Technically, in his prayer, relator asked us to order respondent to rule on relator's motions. Respondent has already ruled on the motions, and relator's disagreement with those rulings is the subject of these proceedings.
There are procedural problems with these petitions, such as, the respondent (the trial court judge) and the real party in interest (the State) were not served as required by the Texas Rules of Appellate Procedure, and the appendices attached to the petitions were not properly certified. See Tex. R. App. P. 9.5, 52.3 (k)(1)(A), and 52.7. However, to expedite this decision, we use Rule 2 to suspend the operation of these rules. Tex.R.App.P. 2.
The purpose of a nunc pro tunc judgment is to provide a method for trial courts to correct the record when there is a discrepancy between the judgment as pronounced in court and the judgment reflected in the record. Blanton v. State, 369 S.W.3d 894, 897-98 (Tex. Crim. App. 2012). The corrections must reflect the judgment that was actually rendered but that for some reason was not accurately entered into the record at the time of the judgment. Id. at 898. Further, nunc pro tunc judgments are limited to clerical mistakes or errors in a judgment; not for errors involving judicial reasoning.
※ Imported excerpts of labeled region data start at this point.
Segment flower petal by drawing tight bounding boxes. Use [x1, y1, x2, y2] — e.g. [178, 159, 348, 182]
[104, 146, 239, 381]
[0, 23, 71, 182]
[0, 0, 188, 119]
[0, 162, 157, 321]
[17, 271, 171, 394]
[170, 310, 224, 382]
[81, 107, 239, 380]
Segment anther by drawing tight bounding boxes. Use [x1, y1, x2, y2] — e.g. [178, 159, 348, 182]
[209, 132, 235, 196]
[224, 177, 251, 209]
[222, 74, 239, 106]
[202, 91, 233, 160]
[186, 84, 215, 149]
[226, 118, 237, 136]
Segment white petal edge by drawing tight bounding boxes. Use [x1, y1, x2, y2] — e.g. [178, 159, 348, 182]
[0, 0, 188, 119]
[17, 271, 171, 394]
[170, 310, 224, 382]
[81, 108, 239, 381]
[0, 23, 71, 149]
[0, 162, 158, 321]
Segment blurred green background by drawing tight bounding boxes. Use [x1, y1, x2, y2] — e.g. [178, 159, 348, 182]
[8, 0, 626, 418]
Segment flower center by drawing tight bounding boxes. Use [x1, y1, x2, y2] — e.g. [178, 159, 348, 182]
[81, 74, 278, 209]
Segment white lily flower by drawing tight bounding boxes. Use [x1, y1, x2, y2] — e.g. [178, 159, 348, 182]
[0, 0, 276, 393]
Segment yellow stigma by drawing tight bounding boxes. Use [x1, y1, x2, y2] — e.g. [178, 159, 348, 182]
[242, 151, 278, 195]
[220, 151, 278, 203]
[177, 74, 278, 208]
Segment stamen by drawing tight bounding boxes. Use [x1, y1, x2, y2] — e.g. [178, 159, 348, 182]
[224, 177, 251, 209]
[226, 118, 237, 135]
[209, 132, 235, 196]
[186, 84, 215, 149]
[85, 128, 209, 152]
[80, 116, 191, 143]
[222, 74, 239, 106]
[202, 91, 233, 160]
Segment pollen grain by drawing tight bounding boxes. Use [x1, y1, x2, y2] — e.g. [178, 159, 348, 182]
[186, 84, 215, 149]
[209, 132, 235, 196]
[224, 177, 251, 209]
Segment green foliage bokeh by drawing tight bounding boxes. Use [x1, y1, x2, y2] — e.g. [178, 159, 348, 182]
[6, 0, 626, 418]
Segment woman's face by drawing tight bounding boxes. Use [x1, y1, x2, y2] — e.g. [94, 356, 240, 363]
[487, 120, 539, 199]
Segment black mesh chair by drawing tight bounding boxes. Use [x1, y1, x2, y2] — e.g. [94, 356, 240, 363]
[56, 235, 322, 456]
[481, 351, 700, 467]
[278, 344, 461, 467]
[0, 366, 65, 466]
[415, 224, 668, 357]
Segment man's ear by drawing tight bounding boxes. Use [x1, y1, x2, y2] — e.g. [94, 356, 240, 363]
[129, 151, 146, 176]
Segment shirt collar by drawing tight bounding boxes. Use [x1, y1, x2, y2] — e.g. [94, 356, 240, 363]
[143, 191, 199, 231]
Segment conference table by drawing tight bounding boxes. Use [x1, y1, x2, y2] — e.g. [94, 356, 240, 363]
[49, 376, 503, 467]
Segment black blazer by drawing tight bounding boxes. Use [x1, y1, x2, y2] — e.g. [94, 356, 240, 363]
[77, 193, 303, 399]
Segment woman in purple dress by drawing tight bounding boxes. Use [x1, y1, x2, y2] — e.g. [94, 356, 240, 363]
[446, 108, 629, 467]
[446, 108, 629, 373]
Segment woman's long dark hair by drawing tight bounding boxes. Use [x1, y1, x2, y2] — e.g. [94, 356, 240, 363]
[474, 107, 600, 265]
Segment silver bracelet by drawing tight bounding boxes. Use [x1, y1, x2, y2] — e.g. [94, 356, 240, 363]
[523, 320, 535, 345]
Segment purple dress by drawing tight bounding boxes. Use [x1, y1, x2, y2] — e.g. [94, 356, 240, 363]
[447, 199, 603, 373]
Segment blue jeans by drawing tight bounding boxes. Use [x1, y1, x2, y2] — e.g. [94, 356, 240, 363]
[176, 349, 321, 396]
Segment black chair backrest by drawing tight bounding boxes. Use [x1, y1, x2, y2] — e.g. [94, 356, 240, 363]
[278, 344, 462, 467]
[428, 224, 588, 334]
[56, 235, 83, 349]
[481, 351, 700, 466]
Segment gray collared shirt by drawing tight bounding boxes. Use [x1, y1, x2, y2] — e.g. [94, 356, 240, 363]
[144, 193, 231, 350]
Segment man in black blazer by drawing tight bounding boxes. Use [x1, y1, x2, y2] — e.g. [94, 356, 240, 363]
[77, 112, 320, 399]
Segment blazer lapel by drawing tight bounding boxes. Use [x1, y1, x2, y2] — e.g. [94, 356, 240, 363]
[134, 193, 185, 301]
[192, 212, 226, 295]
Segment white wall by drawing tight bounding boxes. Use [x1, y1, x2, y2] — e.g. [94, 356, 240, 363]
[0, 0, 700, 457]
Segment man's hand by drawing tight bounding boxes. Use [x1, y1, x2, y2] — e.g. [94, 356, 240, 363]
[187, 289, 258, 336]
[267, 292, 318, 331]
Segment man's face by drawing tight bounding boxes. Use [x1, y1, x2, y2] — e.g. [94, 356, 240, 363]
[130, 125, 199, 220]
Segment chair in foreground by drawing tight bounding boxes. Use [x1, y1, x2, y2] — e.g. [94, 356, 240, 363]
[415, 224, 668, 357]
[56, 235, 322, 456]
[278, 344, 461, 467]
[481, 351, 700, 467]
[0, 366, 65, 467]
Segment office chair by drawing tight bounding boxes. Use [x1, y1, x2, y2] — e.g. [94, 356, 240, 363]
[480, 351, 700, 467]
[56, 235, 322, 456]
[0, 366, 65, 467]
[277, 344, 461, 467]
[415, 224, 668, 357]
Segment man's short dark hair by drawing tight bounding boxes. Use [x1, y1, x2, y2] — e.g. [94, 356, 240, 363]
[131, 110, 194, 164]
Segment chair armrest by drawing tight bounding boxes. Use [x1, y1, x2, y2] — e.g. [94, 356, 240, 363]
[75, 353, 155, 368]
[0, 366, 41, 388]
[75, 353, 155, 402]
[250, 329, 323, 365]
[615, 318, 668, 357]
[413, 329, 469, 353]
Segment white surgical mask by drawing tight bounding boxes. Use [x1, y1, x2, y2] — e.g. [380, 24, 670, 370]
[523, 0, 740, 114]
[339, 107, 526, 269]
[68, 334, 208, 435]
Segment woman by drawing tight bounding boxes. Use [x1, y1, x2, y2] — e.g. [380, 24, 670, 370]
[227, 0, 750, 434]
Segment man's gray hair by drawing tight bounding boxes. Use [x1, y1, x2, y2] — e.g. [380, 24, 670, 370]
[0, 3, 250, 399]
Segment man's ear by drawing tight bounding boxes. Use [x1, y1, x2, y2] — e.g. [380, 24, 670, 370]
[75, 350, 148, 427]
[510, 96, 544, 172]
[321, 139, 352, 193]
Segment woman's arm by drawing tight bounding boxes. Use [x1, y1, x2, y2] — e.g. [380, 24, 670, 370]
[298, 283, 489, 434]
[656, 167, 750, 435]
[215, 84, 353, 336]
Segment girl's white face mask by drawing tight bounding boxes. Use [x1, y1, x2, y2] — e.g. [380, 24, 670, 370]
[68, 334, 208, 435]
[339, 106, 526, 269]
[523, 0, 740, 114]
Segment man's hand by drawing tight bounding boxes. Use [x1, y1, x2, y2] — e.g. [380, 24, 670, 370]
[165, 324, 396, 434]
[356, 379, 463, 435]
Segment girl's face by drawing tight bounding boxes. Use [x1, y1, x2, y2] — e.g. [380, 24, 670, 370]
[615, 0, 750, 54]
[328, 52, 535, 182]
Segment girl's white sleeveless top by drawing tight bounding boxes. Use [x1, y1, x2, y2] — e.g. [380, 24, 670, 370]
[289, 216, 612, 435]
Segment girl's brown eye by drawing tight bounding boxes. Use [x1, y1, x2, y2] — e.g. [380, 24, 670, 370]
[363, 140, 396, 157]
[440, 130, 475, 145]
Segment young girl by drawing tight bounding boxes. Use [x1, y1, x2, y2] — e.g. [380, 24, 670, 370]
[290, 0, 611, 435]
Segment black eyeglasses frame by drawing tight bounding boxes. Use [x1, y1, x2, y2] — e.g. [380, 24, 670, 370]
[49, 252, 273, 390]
Id.; see State v. Bates, 889 S.W.2d 306, 309 (Tex. Crim. App. 1994) (applying former Texas Rule of Appellate Procedure 36); Jackson v. State, 362 S.W.3d 817, 819-20 (Tex. App.-Amarillo 2012, no pet.). There is nothing in this record to suggest respondent would be correcting a clerical mistake if respondent granted relator's motion. See Wilson v. State, 677 S.W.2d 518, 521 (Tex. Crim. App. 1984) (there must be proof that the proposed judgment was actually rendered or pronounced at an earlier time).
Relator raised four issues in his Motion for Nunc Pro Tunc Order. They are as follows:
1. Improper cumulation/stacking order in trial court cases numbers 37235 through 37247CR;
2. Double jeopardy in trial court case numbers 37236, 37237, 37240, 37241, 37245, and 37246CR;
3. Unauthorized sentence in trial court case number 37247CR; and
4. Prohibited Sexual Conduct Time-barred in trial court case number 37237CR.
These complaints are not requests for the correction of clerical errors. They are post-conviction complaints about the propriety of sentences and various provisions in the felony judgments relating to stacking, double jeopardy, unauthorized sentence, and statute of limitations; not clerical errors. In other words, these are post-conviction attacks on otherwise final judgments of felony convictions. Relator's remedy, if any, is by the route he has already used to attack at least one of those judgments, which he acknowledges was unsuccessful, namely an application for a writ of habeas corpus, specifically an article 11.07 writ. See Tex. Crim. Proc. art. 11.07.
Accordingly, because relator has an alternative legal remedy via an article 11.07 writ proceeding, over which we have no jurisdiction, see Olivo v. State, 918 S.W.2d 519, 525 n.8 (Tex. Crim. App. 1996) (jurisdiction); see also Tex. Code Crim. Proc. arts. 11.05, 11.07; Ex parte Mendenhall, 209 S.W.3d 260, 261 (Tex. App.-Waco 2006, no pet.), his petitions for a writ of mandamus are denied.
Relator's motions for leave to file the petitions are dismissed as moot.